In college, he studied English literature, and every day after class, he would stop by Pak Tea House to eavesdrop on the conversations of writers, one of whom introduced him to surrealism. Soon he was channeling his energies into a novel in the style of Breton’s Nadja—he titled his “Nazia”—set in our hometown of Sheikhupura, where the young hero roamed the deserted alleyways, increasingly estranged from his city, on the trail of a strange woman about whom he knew nothing. Shahid never did finish the book, though, because in his third year, he developed his next fixation.

He had enrolled in a course called Initiation into Philosophy, taught by an eager young instructor named Sheiz with a passion for postmodernism and deconstruction. Sheiz liked to lend his students books from his personal library, or to buy them cheap paperbacks off the towpath at the Anarkali bazaar on Sundays. But Plato’s Republic, Spinoza’s Ethics, Schopenhauer’s The World as Will and Representation, and Sartre’s Being and Nothingness all proved disappointing to Shahid. Sheiz was determined, though, and one Sunday morning he presented Shahid with Derrida’s Glas: “You must read this, it has fire inside it. Fire!” The text was printed in two columns, each containing a discourse so distinct from, so incompatible with the other—on the left, reflections on Hegel; on the right, meditations on Jean Genet’s erotic metaphors—that it was hard to believe they had materialized from the same pen. It seemed that, in this book alone, philosophy and poetry, intellect and passion, conscious and subconscious had come face-to-face. 

Shahid read it on the rickshaw home from the bazaar and in his dormitory until dawn. In the morning, he came to my room with Glas under his arm and told me that it had reoriented his life’s compass. He transferred to the philosophy department, started studying French at L’Alliance Française, and became involved with the Thinkers’ Coven, a small society of Sheiz’s students that met each month to discuss some lofty concept. I attended a few of those meetings myself, and found them tedious and impenetrable—in truth, I grasped barely a word. But Shahid was a fearsome participant. His criticisms often deeply offended people, yet he argued on without a thought for their wounded feelings. He was not afraid to be unpopular, having assumed a surrealist koan as his mantra: “What other people reproach you for, cultivate. It is yourself.”

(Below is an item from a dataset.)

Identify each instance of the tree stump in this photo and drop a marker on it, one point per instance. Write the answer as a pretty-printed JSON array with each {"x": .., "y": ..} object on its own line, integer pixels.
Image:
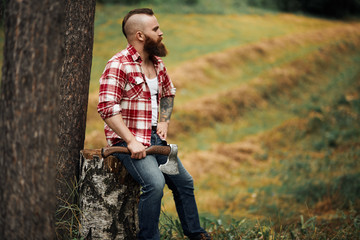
[{"x": 108, "y": 198}]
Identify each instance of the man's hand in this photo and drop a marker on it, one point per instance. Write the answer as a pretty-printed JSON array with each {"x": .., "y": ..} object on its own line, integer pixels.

Eventually, in an especially heated debate, he took it too far. A student from a local religious organization was so affronted by Shahid’s atheistic remarks that he shared them with his group. They launched a protest movement against Shahid, and against Sheiz, too, whom they accused of coercing Shahid into voicing what Sheiz didn’t have the nerve to say himself. The campaign gathered momentum, and the Thinkers’ Coven was banned. Shahid and Sheiz decided to flee, Shahid to Sheikhupura and Sheiz to the United States. As for me, my life and reputation were too dear—I cut my ties with Shahid as soon as the protest movement started. Sometimes I’d wonder if I should visit his father to ask after him, but something or other always forced me to postpone, until one Sunday the landline rang. 

“Irfan, how are you?” Shahid’s voice boomed on the other end. 

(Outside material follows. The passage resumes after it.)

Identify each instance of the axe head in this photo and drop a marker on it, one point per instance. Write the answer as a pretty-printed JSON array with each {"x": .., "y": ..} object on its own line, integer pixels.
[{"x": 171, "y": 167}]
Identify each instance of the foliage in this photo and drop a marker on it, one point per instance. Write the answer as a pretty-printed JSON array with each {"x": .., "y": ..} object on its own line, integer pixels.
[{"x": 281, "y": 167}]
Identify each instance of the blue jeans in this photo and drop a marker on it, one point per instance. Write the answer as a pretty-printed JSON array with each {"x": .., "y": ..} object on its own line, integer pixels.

“Sheeday! Where are you? Are you okay?” 

Yaara, don’t worry about me. I’m in Paris and I’m very happy. I’m attending Derrida’s seminar!” 

I congratulated him, but in truth I felt resentful. I was in my final semester then—soon I’d have to move back home and find a job. I knew that a belittling, boring small-town life awaited me, while there he was in France, basking in firsthand instruction from the world’s busiest and most renowned philosopher. He recounted how, when the campaign against him was gathering momentum, he had locked himself in his room, hardly ever venturing out. When his father saw how scared he was, he resolved to send Shahid abroad for a while. Malik Sahib could have sent him to practically any city in the world, but Shahid claimed he wanted to practice his French. Of course, his father played right into his hands.  



For ten months after that call, there was no word. Then, when I was at the market buying groceries one afternoon, I ran into Shahid. Was he here for the holidays? He explained bitterly that his father had summoned him back. His accusers seemed to have forgotten about him and moved on to a new offender. There had been an opening for a teacher of philosophy at Govt. College, and his father had recommended him to the dean.